Gleichstrom macht Schaltvorgänge herausfordernder
KEM Konstruktion|Automation: Wollen Sie das etwas näher erläutern?
Jörres: Schaltvorgänge beherrschen wir gut bei Wechselstrom. Wir können etwa gerade bei hohen Lasten sehr präzise beim Nulldurchgang schalten. Bei einem Gleichstromnetz gibt es keinen Nulldurchgang und die Frage ist, wie ich gerade bei hohen Lasten dann sicher schalten kann – unter anderem geht es auch darum, die Lichtbogen-Problematik in den Griff zu bekommen. Die Realisierung passender Schutzorgane ist also ebenfalls eine der wesentlichen Herausforderungen beim bevorstehenden Umbau der Energieversorgung. Zumal unsere Entwicklungseinheiten parallel noch vor der Herausforderung stehen, diese Schutzorgane zu einem marktfähigen Preis anzubieten.
Die noch fehlende Standardisierung erschwert das zusätzlich. Im europäischen Verbundnetz mit Wechselstrom erfolgt beispielsweise der Transport mit Höchstspannung von 220 oder 380 kV oder Hochspannung von 110 kV, die Mittelspannung arbeitet mit 10 bis 30 kV und die Niederspannung dann mit 230 und 400 V. So weit, so gut und standardisiert. Verschiedene Spannungslevel gibt es natürlich aber auch bei Gleichstrom – 100, 110, 200, 400, 690, 1000 oder 1500 V. Die verschiedenen Spannungsebenen müssen natürlich bei der Entwicklung der Schutzorgane berücksichtigt werden. Im Bereich der Schalt- und Schutzorgane wäre deswegen mehr Standardisierung ein Vorteil.

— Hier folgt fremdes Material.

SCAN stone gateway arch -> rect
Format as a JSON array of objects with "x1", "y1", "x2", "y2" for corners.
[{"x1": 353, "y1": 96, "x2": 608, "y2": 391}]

Gleichstrom in der Industrieversorgung
KEM Konstruktion|Automation: Welche Rolle wird denn künftig die Gleichstromversorgung spielen?
Jörres: Eine große – unserer Ansicht nach beginnt Nachhaltigkeit bereits mit dem richtigen Einsatz der DC-Technologie. Regenerative Energiequellen wie die Photovoltaik lassen sich damit wandlungsfrei nutzen und dank Energierückgewinnung steigt die Energieeffizienz weiter. Zusätzlich gehen wir von einem bis zu 55 % geringeren Kupferverbrauch aus und reduzierten Gerätekosten bei gleichzeitig geringerem Platzbedarf. Warum? Weil bereits heute die meisten Endgeräte mit Gleichstrom versorgt werden. Betreibe ich also Maschinen, Motoren oder Förderbänder direkt in einem Gleichstromnetz, entfallen die Wandlungsverluste der Erzeugung von Gleichstrom aus Wechselstrom, wie das bislang der Fall ist. Und die Bremsenergie einer Anlage lässt sich als elektrischer Strom wieder dem DC-Netz zuführen.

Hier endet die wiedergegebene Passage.